View solution in original post

8 REPLIES 8

avatar

@Carlton Patterson

In your table.hql, please copy all your query and past it. Then run below command, by passing your beeline connection and input as table.hql(which has your query) so that it will allow you to store your output in required format. The output format can anything from below formats.

beeline -u 'jdbc:hive2://zookeeper1:2181,zookeeper2:2181,zookeeper3:2181/;serviceDiscoveryMode=zooKeeper;zooKeeperNamespace=hiveserver2'--outputformat=csv2 -f table.hql > /hadoop/hdfs/tableslist.csv 
--outputformat=[table/vertical/csv/tsv/dsv/csv2/tsv2]Format mode for result display. Default is table. See Separated-Value Output Formats below for description of recommended sv options.

Usage: beeline --outputformat=tsv

https://cwiki.apache.org/confluence/display/Hive/HiveServer2+Clients#HiveServer2Clients-OutputFormat...

Hope this helps you.

avatar
Explorer

Hi Sridhar

Thanks for reaching out

Unfortunately’, I’m a real novice and I don’t understand beeline.

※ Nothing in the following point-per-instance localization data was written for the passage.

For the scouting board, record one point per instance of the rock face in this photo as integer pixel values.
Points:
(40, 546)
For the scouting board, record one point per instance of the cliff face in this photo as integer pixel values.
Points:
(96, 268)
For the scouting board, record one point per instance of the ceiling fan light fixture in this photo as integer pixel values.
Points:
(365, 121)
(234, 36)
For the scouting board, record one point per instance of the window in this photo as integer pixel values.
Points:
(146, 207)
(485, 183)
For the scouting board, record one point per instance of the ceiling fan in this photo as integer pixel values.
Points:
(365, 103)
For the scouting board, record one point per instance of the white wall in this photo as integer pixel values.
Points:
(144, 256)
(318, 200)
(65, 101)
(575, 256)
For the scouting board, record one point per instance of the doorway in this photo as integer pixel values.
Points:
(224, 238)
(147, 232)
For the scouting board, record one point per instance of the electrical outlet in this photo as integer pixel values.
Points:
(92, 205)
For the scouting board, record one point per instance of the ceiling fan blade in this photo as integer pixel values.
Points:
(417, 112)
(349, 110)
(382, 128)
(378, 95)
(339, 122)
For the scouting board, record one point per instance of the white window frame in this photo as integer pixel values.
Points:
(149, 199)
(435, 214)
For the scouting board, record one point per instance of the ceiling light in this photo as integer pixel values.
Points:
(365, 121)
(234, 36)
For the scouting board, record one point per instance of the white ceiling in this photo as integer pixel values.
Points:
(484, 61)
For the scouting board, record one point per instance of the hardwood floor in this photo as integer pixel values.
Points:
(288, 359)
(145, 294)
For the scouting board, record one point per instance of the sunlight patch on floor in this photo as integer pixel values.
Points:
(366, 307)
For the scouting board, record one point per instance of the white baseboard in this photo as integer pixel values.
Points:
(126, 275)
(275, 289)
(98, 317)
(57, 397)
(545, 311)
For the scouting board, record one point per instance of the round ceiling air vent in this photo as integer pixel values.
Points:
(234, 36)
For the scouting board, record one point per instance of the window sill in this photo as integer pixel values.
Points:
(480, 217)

I love the fact that I can store the results in multiple formats, however I need to store the results in a destination that is easily accessible. For example, I can access certain directories using a regular ftp client, but I can’t readily access the hdfs dfs directory so I would like to store the results on a local directory like Hadoop/hive/ or any other easily accsssible directory.

I hope you can understand me

Cheers

avatar
Super Collaborator

@Carlton Patterson, There are multiple ways of doing that. One of them explained above by Sridhar.

Another way: after you execute your script, all your files will be CSV formatted under '/user/hive/geography' on HDFS.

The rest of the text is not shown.